Consumption of seafood, especially fish, has long been associated with a host of health benefits. A number of studies indicate that fish should form a significant part of a diet, being a valuable source of Vitamin D, protein and omega-3 fatty acids. However, as they say, there's always a flip side to things that seem too good. According to a latest research, seafood consumption could prove harmful for women. Experts at University of Michigan Health System are of the opinion that exposure to mercury through seafood could increase the risk of autoimmune disorders, especially among women of childbearing age.

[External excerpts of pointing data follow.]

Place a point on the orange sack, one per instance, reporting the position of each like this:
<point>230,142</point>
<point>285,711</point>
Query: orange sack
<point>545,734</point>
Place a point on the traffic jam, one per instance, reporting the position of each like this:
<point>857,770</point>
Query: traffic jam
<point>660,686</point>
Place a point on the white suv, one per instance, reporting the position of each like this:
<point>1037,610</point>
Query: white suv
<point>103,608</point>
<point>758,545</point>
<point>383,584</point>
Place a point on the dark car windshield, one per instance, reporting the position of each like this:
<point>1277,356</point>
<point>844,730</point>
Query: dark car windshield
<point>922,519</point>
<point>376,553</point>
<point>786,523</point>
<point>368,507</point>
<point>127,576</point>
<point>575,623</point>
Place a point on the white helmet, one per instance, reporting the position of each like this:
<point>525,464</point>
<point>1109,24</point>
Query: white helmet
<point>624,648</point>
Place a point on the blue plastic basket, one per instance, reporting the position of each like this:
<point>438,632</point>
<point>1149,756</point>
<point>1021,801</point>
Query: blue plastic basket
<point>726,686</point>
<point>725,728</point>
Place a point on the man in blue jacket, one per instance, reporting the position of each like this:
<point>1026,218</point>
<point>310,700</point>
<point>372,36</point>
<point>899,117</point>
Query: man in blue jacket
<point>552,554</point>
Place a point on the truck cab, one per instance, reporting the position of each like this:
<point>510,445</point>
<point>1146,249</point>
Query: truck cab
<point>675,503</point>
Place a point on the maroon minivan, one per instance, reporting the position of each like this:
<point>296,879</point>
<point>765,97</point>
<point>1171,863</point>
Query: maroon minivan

What are autoimmune disorders?
Autoimmune disorders cause the body's immune system to attack healthy cells unknowingly. These disorders affect close to 50 million Americans, predominantly women. Autoimmune disease - which can include such conditions as inflammatory bowel disease, lupus, Sjogren's syndrome, rheumatoid arthritis and multiple sclerosis - is among the 10 leading causes of death among women, the study noted.
How does eating seafood affect women?
The study appeared in the journal Environmental Health Perspectives and points out that seafood is a source of mercury. Further, it has been found that greater exposure to mercury is associated with a higher rate of autoantibodies, a precursor to autoimmune disease. Many health guidelines associated with consumption have primarily been directed at pregnant women, nursing moms as well as young children.
The authors noted that there were many health benefits associated with seafood - lean protein packed with vital nutrients. However, they added that women of reproductive age should be mindful of the type of fish they are eating. To prove the same, the team analysed medical data from women ageing 16-49. The data of the participants was procured from the National Health and Nutrition Examination Survey from 1999-2004.
"The presence of autoantibodies doesn't necessarily mean they will lead to an autoimmune disease," Somers said. "However, we know that autoantibodies are significant predictors of future autoimmune disease, and may predate the symptoms and diagnosis of an autoimmune disease by years. For women of childbearing age, who are at particular risk of developing this type of disease, it may be especially important to keep track of seafood consumption," he concluded.
The Food and Drug Administration (FDA) and the Environmental Protection Agency (EPA) say pregnant women can safely eat up to 12 ounces (340 grams) of seafood a week. Fish such as swordfish, king mackerel and tilefish contain the highest levels of mercury while shrimp, canned light tuna and salmon have lower levels.